Frank Johnson passes without his rightful fanfare
July 26, 1999
It would be hard to tell on the basis of media coverage who has truly been an larger asset to his country, John F. Kennedy Jr. or Frank Johnson.
Escaping reports on Kennedy is nearly impossible, but most citizens probably don’t know who Johnson was.
Frank Johnson died Friday at his Montgomery, Ala., home at the age of 80.
He was one of the most important figures in the civil rights movement.
It was his ruling that ended segregation on public transportation, and in parks, restaurants and schools.
It was his ruling that ordered the integration of the University of Alabama.
It was his ruling that allowed Martin Luther King Jr. and his supporters to make their historic march from Selma to Montgomery in 1965 despite the protests of the Gov.
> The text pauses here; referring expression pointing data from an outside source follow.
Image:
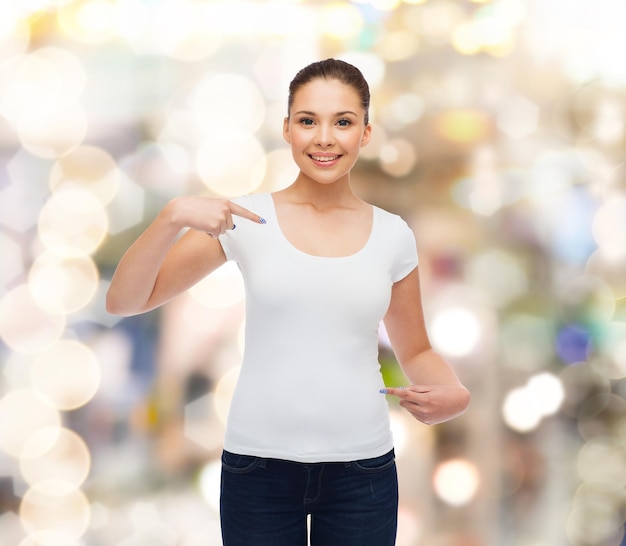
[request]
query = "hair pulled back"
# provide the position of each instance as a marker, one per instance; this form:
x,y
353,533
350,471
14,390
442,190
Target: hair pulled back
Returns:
x,y
332,69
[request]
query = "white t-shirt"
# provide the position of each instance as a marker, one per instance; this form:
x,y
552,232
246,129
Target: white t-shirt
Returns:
x,y
308,389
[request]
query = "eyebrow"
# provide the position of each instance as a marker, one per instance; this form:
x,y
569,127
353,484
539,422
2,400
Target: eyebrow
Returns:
x,y
308,113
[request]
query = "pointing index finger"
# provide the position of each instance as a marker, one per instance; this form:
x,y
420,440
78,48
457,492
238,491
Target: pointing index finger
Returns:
x,y
238,210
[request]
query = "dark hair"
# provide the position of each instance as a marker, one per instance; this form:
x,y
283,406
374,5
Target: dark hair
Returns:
x,y
332,69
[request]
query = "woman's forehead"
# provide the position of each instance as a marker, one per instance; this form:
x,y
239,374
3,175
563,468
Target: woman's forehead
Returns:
x,y
323,92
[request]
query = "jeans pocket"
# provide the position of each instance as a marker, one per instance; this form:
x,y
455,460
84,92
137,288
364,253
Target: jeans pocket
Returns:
x,y
239,464
376,464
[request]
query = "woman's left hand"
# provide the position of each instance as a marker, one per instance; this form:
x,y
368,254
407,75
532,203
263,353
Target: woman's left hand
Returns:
x,y
432,404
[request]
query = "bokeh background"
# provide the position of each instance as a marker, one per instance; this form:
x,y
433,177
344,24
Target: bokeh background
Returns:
x,y
499,135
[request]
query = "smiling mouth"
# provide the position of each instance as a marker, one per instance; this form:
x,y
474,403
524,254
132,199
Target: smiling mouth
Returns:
x,y
325,158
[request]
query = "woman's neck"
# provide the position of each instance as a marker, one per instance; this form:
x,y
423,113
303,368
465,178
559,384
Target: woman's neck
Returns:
x,y
321,196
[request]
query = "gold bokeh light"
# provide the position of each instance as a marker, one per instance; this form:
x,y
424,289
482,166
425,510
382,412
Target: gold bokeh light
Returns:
x,y
53,453
67,374
72,223
23,412
24,325
63,285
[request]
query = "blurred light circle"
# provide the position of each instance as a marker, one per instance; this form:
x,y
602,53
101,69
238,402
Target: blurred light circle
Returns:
x,y
70,70
586,299
394,46
89,168
24,325
53,453
581,381
67,374
29,87
89,21
612,346
341,20
224,390
465,38
456,481
226,106
63,285
455,331
518,117
596,521
385,5
55,505
50,538
72,223
232,167
548,391
397,157
50,136
23,412
180,32
521,410
14,35
463,126
499,275
281,170
609,227
12,264
221,289
601,461
573,343
405,109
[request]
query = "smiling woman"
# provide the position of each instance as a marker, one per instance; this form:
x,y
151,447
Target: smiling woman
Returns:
x,y
322,268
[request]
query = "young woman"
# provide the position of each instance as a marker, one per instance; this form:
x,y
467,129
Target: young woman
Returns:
x,y
308,430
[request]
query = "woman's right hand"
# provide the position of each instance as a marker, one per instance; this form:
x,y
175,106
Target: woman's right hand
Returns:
x,y
211,215
159,265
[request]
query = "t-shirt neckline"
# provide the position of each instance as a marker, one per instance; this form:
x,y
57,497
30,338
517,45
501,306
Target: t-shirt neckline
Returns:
x,y
289,244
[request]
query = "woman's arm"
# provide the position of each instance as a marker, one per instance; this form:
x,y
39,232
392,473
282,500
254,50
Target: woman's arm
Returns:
x,y
157,267
436,393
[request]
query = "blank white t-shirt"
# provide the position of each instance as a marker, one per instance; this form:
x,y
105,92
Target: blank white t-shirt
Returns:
x,y
308,389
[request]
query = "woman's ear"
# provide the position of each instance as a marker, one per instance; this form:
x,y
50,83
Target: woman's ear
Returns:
x,y
367,135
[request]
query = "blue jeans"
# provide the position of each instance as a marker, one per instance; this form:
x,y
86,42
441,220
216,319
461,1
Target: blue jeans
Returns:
x,y
265,502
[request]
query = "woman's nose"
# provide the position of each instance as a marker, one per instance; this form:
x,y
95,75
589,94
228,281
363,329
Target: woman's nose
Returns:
x,y
324,136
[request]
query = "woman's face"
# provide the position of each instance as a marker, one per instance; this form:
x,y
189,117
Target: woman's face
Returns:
x,y
326,129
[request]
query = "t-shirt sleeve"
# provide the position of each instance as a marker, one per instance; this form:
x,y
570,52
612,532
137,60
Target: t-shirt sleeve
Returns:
x,y
405,256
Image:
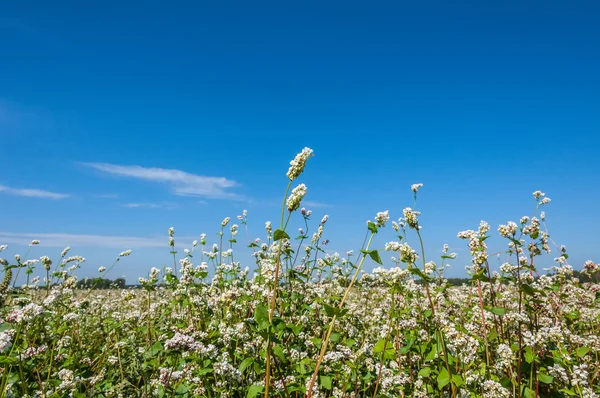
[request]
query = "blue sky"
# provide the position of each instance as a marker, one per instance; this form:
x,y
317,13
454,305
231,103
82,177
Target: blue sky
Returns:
x,y
118,121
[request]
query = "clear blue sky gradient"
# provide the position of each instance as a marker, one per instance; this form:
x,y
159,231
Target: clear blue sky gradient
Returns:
x,y
483,102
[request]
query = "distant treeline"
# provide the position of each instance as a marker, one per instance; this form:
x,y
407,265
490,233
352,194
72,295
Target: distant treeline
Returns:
x,y
119,283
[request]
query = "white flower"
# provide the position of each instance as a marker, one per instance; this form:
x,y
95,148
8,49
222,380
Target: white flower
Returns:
x,y
298,193
297,165
46,262
410,216
382,218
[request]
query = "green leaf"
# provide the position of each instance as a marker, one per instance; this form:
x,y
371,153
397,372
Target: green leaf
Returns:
x,y
379,346
330,311
582,351
498,310
245,363
253,391
457,380
374,254
481,277
280,234
425,372
545,378
261,314
529,355
326,382
443,378
527,289
4,360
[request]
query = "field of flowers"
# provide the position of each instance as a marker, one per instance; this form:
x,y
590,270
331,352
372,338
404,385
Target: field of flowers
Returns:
x,y
302,322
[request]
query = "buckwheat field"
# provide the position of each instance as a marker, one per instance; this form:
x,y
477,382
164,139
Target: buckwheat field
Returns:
x,y
297,321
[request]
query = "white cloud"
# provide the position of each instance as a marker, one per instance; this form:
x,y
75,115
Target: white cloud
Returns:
x,y
138,205
313,203
32,193
181,182
105,241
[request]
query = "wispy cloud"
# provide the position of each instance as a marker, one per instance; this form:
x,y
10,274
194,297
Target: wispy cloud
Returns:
x,y
315,204
168,206
144,205
63,240
32,193
181,182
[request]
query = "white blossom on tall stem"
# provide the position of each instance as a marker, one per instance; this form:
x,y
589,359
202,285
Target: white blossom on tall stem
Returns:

George Wallace.
Johnson was not only a white, Republican appointee; he was a law school friend of Wallace.
He refused to be called a liberal, insisting that he was merely “following the law.”
Johnson was a man of courage who was able to stand up against the tyranny of his peers and friends to do what he knew in his heart was morally and legally right.
In doing so, he became an outcast in Alabama’s capital.
Detractors burned a cross on his lawn and bombed his mother’s house, while former friend Wallace used the governor’s office to call Johnson an “integrating, carpet-bagging, scalawagging, race-mixing, bald-faced liar.”
Compare this to JFK Jr.’s contributions to society.
It is unfair that scrupulous, deserving people have to pass on in the shadows of overblown celebrity figures, but it seems to happen all the time.
The world was still mourning the death of Princess Di in August of 1997 when Mother Teresa died.
So remember Frank Johnson for who he was.